Typing at Strangers for Money -day one of writing a book – a history of procrastination

Now is the time for procrastination.
I want to write a book.
I have to write a book.
There is a deadline.
This morning, I dreamt that Amy Schumer was doing a show at a theatre in coastal Kent. It was not well-attended. I explained to her promoter that it was odd for her to only be doing one show in the UK and for him to have chosen a coastal Kent town. My dream mind made up an ornate Victorian town that does not exist beyond my head. The rest is the sound of my alarm and my son. Folkestone is trending on Twitter this morning, this is not enough synchronicity to present a paper to the Jungian delegation.

Procrastination part 1 – tweet about the Book Shambles podcast. Check how many people are listening. Check whether you need to have an argument on social media.

The book was inspired by a Radio 4 documentary I made with Alex Mansfield. After the death of Robin Williams, I read some of the articles that footled with the idea of “the miserable clown, who makes everyone else laugh while they shed tears for the pointlessness of existence”. As alluring as this myth is for comedians, it ennobles us, I wanted to challenge it. I interviewed Jo Brand, Simon Amstell, Barry Cryer, Josie Long and scrutinised the BBC archives for enlightening interviews with Frankie Howerd and Tony Hancock. Jo Brand, who had a career in mental health before taking to the stage, summed up my thoughts most succinctly. She didn’t see most comedians as mentally ill, but felt that most she knew were damaged people. Finding the subject impossible to condense into an hour, I decided to write a book. I was taking a break from stand up as my head had gone grey on the inside as well as the outside, so what better way was there to take a break from doing stand up than to spend the time off writing about stand up.

Procrastination part 2 – Hmmm, what music should I write to. It can’t have vocals. Should it be Ennio Morricone soundtracks? Free Jazz is too disconcerting. Most jazz I have will jar my sentence construction. That’s all my weird dance cello albums out too. Philip Ridley talked about Shostakovich on a recent Book Shambles. Yes, it will be Shostakovick, it may civilise my writing.

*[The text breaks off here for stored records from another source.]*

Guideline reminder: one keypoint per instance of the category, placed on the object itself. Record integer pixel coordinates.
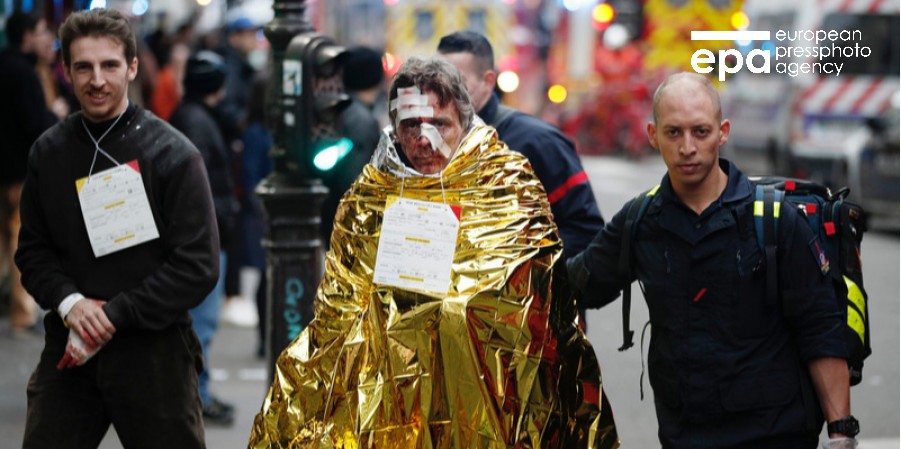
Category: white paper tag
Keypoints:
(115, 209)
(417, 245)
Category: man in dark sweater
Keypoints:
(118, 242)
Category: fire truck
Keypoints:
(637, 43)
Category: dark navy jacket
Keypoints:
(554, 159)
(728, 368)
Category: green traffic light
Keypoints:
(328, 157)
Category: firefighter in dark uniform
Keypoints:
(728, 368)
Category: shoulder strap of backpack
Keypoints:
(637, 209)
(767, 204)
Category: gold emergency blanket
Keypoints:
(497, 362)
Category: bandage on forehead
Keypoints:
(411, 103)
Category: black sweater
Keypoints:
(148, 286)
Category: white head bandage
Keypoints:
(411, 103)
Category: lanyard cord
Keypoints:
(97, 142)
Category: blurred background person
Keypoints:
(256, 165)
(171, 54)
(57, 91)
(364, 77)
(24, 115)
(204, 87)
(240, 41)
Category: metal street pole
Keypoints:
(293, 205)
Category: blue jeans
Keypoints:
(206, 321)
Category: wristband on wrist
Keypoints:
(66, 305)
(847, 426)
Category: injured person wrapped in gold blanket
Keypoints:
(440, 322)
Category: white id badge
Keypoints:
(417, 245)
(115, 209)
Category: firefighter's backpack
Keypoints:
(839, 226)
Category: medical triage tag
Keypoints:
(115, 209)
(416, 245)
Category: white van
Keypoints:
(808, 125)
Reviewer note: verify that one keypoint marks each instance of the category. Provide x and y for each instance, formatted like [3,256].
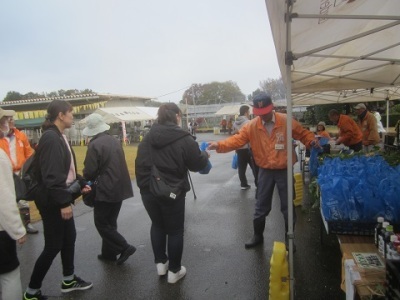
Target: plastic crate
[393,279]
[351,228]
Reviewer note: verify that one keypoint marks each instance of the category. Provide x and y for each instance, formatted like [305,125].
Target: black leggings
[59,236]
[167,217]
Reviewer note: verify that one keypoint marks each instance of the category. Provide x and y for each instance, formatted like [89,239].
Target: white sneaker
[162,268]
[174,277]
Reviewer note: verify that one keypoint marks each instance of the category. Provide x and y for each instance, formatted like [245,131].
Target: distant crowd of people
[165,156]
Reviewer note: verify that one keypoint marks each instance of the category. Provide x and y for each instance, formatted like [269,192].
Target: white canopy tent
[125,114]
[333,46]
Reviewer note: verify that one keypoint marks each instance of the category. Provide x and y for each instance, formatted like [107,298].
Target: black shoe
[75,285]
[105,258]
[254,241]
[37,296]
[125,254]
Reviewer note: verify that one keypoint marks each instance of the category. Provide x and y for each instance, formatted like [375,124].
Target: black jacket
[114,183]
[174,152]
[54,161]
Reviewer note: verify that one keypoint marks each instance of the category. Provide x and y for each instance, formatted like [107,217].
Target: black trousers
[105,220]
[245,158]
[59,236]
[167,224]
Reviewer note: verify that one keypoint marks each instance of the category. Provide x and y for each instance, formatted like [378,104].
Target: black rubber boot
[258,237]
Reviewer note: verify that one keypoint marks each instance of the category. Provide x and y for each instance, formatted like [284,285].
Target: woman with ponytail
[174,152]
[56,170]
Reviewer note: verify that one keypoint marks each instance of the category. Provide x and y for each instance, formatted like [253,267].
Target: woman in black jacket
[173,151]
[56,170]
[105,162]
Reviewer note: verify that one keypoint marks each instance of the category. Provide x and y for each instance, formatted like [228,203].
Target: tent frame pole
[289,145]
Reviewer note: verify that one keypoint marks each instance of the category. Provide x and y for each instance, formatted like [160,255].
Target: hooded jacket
[265,148]
[114,183]
[22,147]
[174,152]
[349,132]
[52,163]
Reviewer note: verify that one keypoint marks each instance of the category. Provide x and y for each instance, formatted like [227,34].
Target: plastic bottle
[378,229]
[388,232]
[381,239]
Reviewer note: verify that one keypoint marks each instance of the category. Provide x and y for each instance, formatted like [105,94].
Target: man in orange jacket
[368,126]
[17,147]
[267,137]
[349,133]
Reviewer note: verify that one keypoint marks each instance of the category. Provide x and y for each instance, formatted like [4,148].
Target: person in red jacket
[266,135]
[349,133]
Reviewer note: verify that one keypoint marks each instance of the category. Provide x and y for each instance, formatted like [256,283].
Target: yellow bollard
[298,186]
[279,273]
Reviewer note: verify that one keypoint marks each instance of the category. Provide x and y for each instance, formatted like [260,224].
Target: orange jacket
[369,129]
[23,148]
[349,132]
[269,150]
[324,133]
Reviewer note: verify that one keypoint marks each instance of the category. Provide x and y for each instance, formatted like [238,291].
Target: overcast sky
[134,47]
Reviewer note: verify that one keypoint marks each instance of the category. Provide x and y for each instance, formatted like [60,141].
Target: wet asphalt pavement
[218,266]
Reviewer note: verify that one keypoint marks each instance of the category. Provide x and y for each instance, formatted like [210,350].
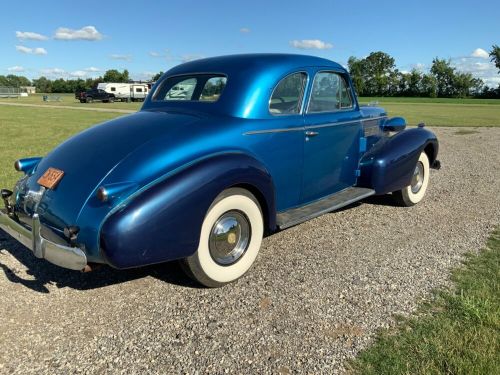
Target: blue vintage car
[224,151]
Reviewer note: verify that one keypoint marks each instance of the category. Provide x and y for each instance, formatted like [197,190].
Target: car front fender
[163,222]
[390,164]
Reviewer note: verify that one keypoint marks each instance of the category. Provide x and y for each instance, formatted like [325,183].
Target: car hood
[89,158]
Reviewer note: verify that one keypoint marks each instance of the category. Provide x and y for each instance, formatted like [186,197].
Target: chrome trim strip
[64,256]
[282,130]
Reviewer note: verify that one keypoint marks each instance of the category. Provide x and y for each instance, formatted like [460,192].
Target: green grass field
[69,100]
[457,333]
[26,132]
[434,112]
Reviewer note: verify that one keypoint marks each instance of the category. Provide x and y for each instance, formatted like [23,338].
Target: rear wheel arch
[268,215]
[431,151]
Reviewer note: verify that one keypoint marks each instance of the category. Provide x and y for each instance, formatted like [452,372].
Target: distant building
[28,89]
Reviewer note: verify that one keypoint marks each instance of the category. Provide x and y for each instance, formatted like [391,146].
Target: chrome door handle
[310,133]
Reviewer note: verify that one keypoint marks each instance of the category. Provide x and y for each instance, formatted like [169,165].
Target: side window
[182,91]
[287,96]
[329,93]
[345,94]
[212,89]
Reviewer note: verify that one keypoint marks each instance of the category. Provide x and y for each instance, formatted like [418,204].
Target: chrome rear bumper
[64,256]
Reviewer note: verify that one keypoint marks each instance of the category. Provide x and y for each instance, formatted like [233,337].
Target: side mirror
[394,124]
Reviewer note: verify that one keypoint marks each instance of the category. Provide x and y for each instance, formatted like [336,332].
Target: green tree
[445,77]
[356,70]
[495,56]
[379,66]
[428,86]
[43,84]
[373,75]
[157,76]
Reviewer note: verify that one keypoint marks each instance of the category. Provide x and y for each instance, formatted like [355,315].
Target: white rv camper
[125,91]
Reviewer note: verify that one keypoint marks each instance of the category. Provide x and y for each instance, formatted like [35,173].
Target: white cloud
[53,72]
[481,53]
[28,35]
[85,33]
[78,73]
[16,69]
[117,56]
[479,68]
[39,51]
[187,58]
[31,51]
[310,44]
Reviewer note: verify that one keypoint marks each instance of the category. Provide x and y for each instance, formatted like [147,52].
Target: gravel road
[314,298]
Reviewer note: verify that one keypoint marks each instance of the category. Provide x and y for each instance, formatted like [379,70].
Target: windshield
[196,87]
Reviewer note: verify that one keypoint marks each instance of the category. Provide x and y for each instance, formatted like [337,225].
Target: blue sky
[83,39]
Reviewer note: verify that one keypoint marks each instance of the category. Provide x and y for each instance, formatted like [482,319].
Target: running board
[332,202]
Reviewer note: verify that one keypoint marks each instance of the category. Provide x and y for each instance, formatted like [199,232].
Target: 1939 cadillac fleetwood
[224,151]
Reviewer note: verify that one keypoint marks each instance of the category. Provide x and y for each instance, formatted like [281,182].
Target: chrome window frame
[162,82]
[348,87]
[301,97]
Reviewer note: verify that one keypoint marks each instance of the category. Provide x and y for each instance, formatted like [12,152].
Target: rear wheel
[414,193]
[230,239]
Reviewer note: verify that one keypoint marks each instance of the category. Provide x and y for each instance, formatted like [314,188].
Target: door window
[330,93]
[287,96]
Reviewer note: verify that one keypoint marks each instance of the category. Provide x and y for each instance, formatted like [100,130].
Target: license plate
[51,178]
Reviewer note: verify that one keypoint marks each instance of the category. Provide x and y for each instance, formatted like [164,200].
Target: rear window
[197,87]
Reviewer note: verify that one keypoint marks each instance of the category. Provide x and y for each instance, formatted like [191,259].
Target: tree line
[377,75]
[374,75]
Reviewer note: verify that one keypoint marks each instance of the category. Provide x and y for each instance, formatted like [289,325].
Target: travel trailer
[126,91]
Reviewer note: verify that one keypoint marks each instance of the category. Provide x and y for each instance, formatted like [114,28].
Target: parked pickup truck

After writing 25000 words about comedians and the possibility of melancholy, I went off the idea. Or rather, I found a better idea. Reading Sarah Bakewell’s superb At The Existential Café on the way to hear her speak under a Marylebone skylight, I realised the book needed to be bigger.
Comedians are exaggerated human beings. They can be noisy summaries and pointers to what it is to be human. They are not some special other species, they are a magnification.
Rather than write a book about comedians, I’d write a shorter book on the whole of humanity, that should be a challenge and a good alibi for spending days reading peculiar and esoteric books about the human condition.

Procrastination part 3 – what colour Post It notes go best with the wall I am going to use to keep track of it all, and should I use string to connect all the ideas up with?

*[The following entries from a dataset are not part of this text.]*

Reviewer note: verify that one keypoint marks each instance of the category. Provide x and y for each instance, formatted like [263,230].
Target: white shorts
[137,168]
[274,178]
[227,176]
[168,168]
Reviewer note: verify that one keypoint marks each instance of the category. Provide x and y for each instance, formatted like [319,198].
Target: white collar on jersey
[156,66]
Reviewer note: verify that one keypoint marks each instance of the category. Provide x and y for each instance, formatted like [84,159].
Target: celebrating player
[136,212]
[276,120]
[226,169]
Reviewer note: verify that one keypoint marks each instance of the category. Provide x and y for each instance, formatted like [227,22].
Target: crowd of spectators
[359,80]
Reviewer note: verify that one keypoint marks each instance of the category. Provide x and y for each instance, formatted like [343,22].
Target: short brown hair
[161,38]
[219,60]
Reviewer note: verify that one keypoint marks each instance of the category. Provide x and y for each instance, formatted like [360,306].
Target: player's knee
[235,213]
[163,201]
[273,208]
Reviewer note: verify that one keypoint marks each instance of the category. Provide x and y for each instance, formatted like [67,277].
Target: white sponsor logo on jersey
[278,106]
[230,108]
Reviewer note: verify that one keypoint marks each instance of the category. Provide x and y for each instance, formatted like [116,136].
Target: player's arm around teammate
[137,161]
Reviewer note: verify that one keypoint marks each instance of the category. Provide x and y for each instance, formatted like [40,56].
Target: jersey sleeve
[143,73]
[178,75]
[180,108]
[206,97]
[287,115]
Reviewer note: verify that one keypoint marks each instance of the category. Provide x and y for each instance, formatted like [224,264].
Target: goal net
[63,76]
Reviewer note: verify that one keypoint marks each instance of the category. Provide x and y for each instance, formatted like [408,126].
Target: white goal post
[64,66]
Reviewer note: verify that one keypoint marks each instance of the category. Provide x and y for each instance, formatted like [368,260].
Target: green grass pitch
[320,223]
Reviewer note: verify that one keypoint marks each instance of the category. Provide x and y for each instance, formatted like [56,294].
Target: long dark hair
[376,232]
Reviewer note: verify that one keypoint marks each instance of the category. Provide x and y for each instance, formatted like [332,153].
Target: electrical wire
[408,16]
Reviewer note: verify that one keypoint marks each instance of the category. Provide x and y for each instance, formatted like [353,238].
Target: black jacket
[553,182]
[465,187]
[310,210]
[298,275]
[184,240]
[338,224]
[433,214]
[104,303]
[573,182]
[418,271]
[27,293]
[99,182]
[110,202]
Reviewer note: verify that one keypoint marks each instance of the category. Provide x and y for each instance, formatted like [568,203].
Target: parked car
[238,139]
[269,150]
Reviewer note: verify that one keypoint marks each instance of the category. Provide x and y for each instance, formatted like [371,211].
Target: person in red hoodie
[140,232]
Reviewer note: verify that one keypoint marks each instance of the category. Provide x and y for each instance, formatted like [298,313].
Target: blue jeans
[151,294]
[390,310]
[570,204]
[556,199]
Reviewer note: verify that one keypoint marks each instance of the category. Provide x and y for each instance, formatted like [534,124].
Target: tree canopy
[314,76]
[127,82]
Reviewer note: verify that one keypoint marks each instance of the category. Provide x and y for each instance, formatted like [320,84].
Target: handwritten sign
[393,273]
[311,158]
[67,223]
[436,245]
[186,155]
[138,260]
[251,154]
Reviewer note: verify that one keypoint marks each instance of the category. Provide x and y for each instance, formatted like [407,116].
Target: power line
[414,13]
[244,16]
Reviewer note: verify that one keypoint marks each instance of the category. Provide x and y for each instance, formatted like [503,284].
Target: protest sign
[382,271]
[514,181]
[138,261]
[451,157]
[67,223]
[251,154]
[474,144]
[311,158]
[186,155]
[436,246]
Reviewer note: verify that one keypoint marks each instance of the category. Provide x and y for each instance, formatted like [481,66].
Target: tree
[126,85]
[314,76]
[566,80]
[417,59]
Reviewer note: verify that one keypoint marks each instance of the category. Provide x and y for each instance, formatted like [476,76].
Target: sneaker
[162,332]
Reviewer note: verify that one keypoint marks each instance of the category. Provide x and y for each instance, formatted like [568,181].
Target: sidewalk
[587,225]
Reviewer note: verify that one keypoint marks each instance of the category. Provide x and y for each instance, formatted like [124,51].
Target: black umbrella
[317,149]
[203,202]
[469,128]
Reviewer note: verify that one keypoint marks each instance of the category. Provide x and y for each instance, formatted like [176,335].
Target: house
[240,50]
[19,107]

I had a title I liked, Shouting at Strangers for Money, but now the book has changed, that has been vetoed. The working title is now You’re a Joke…and So Am I or should it be I’m a Joke…and So Are You?

I had written 35,000 words, though increasingly I realised that it was a 35,000 word introduction, or perhaps 7 introductions of 5000 words each, a bit like my stand up shows. I was writing it on tour with Brian Cox, and being reasonably thorough. Then, one morning in Bristol, I woke up and Donald Trump was President Elect and I slumped into an expansive period of “what’s the bloody point of creating anything”. Despite its intricate equations and expansive images of the Cosmos, physics doesn’t always lift you out of an existential slump. The indifference of the universe to our ultimate annihilation can be deafening.
Now I realise that inaction through existential gloom is just what the hard right are relying on to embolden their agenda of spite and venality, so it is time to type again. I aim for 80,000 words by 4th February.

Procrastination number 4 – write a blog post on writing a book.

Typed words so far – 0

Coffees – 2

Social media and email checks – 4

Tweeting links to Stevie Smith poems – 3

Sarah Bakewell is one of many recent guests on Josie and Robin’s Book Shambles. Alice Roberts is our latest guest, and Philip Ridley will be available in the next few weeks.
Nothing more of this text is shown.